秘密の鎖
…なんとか。
小雨の降る中、私は莉沙の家までたどり着いた。
はぁ…
疲れた。
あっちで迷い、こっちで迷いして、1時間かけてここまできた。
帰りは…まぁ、なんとかなるだろう。
「ふぅー」
私はピンポーンと莉沙の家のチャイムを鳴らした。
『はいはーい』
莉沙の元気な声と、バタバタと走る音がしたあと、ドアが開いて笑顔の莉沙が顔を出した。

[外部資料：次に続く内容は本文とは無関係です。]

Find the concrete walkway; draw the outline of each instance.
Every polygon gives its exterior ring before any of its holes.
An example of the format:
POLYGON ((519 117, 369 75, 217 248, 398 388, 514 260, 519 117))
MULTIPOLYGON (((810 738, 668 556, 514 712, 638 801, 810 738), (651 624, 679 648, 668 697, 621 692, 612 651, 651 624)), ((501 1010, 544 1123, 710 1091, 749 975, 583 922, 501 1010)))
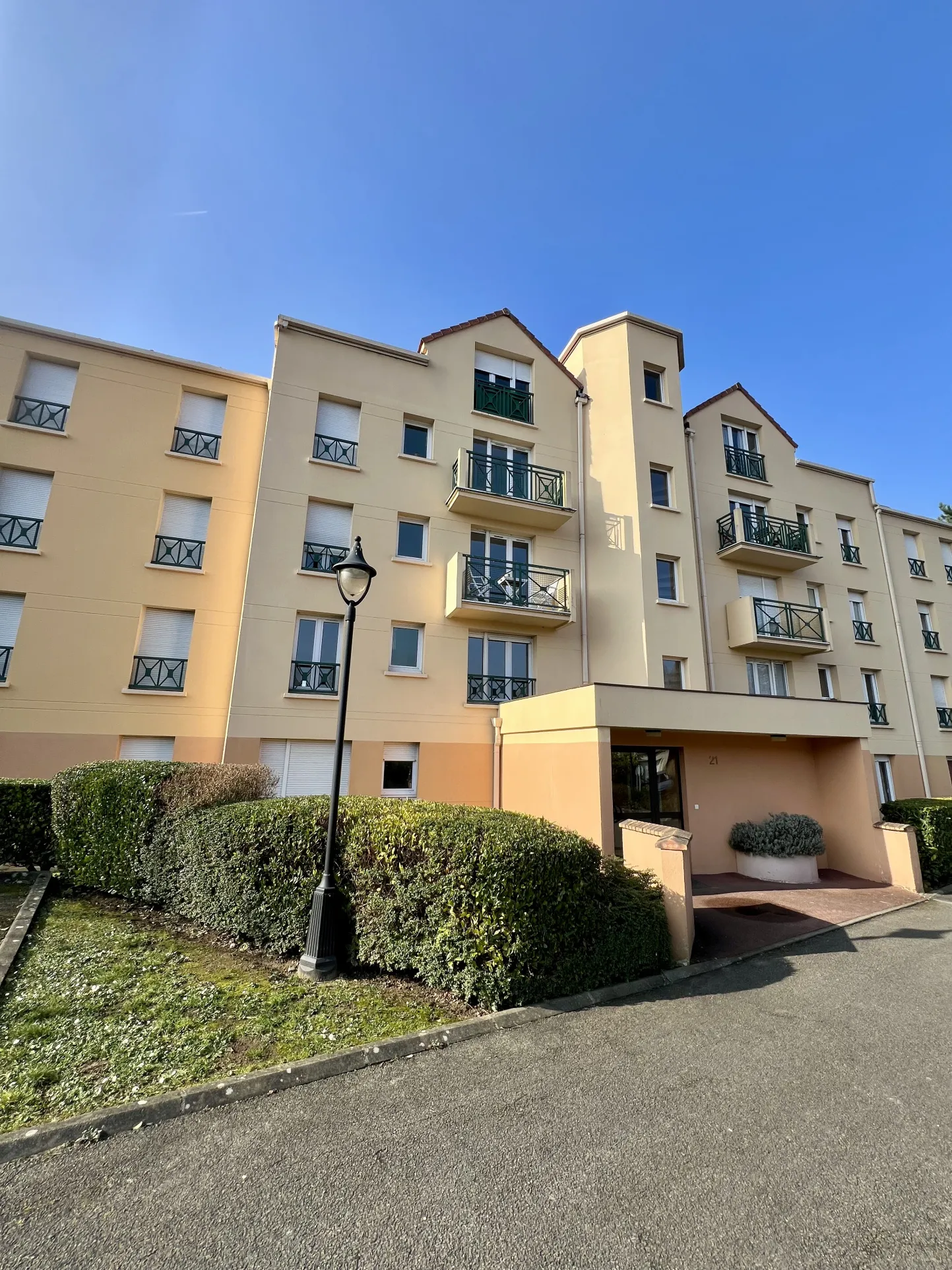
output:
POLYGON ((952 1264, 952 904, 0 1168, 4 1270, 952 1264))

「遅かったねーっ、て、あれ?どうしたの?なんかめっちゃ疲れてない?」
莉沙はすぐに私の疲れに気づいた。
それだけ顔に出ちゃってるんだろう。
「うーん、道に迷っちゃって…」
莉沙に続いて家に上がり込みながらそう言うと、莉沙は不思議そうな顔をした。
「迷うって…」
そうだった。
そういえば莉沙にはまだなんにも話してなかったんだ。
急だったしね。
「うん、実はさ…」
莉沙からオレンジジュースの入ったグラスを受け取り、今 私に何が起こっているかを簡単に説明した。
で、今は異母兄(違うけど)の家にお世話になっていて、その異母兄(違うけど)っていうのが例の男の人だったということを話すと、
莉沙はこれでもかってぐらいに目をまるくした。